Of course he was right—everything he'd planned was going right. He hadn't even had to pursue Logan anymore—Logan had called in on his
own, sounding hesitant and unsure, wanting to talk about some problems he was having. It had been easy as pie to persuade him to come down to the hospital annex. “I may have to attend to a patient or two,” Sprague had said, “but there should still be plenty of time for us to discuss your situation.”
And for Sprague to determine, beyond a shadow of a doubt, just what Logan was capable of.
He arrived right on schedule. Sprague retrieved him from the reception area, and ushered him back to the consulting room. Arlette he simply introduced as an associate. Jack didn't question it, but he didn't look anxious to unburden himself in front of her, either. Instead, he made aimless small talk, asking Sprague what this place was all about.

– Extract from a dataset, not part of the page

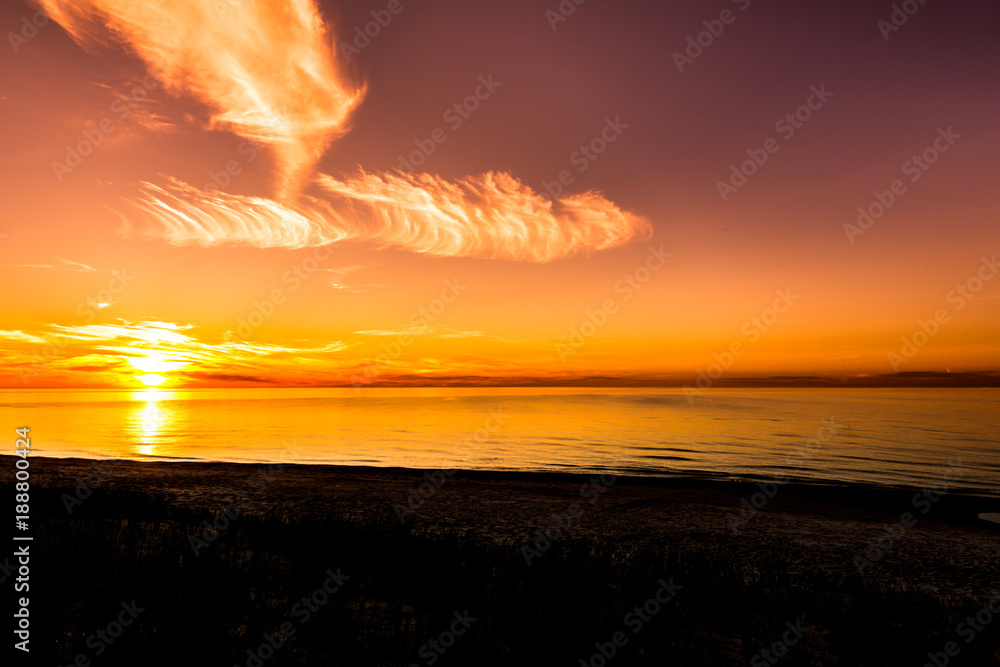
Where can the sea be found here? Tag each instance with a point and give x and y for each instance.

“The patients here are involved, one way or another, in the criminal justice system,” Sprague replied, remaining purposely vague. He expatiated on the kinds of maladies presented by the current inmate population, touching, as if by chance, on the case of Ruben Garcia, whom he characterized as a man rendered suicidally depressed by the brutal murder of his wife; more specific details he failed to mention.
“In fact,” he said, glancing at his watch to make sure he was proceeding according to plan, “it might make sense for me to make my rounds now, and consult with you, Jack, afterward. That way,” he said, with one of his glacial smiles, “we won't have to worry about being interrupted. You have the time, I hope?”
“No problem,” Jack said, glancing again at the gum-chewing Arlette; this was a scientist, or a doctor? “It's a Monday night, my night off.” He didn't add that no matter what time he got home, he'd be up until dawn anyway, staring at the ceiling or practicing chord progressions on his guitar.
“Then that's what we'll do,” Sprague said, abruptly standing. Arlette stood too; Jack remained seated.
“I'll have to lock the consulting room after us,” Sprague said. “It would be easier if you simply came along on the rounds.”
Jack was surprised, but also fairly curious. He'd always wondered what doctors did when they went on their famous “rounds” now he'd have a chance to see for himself.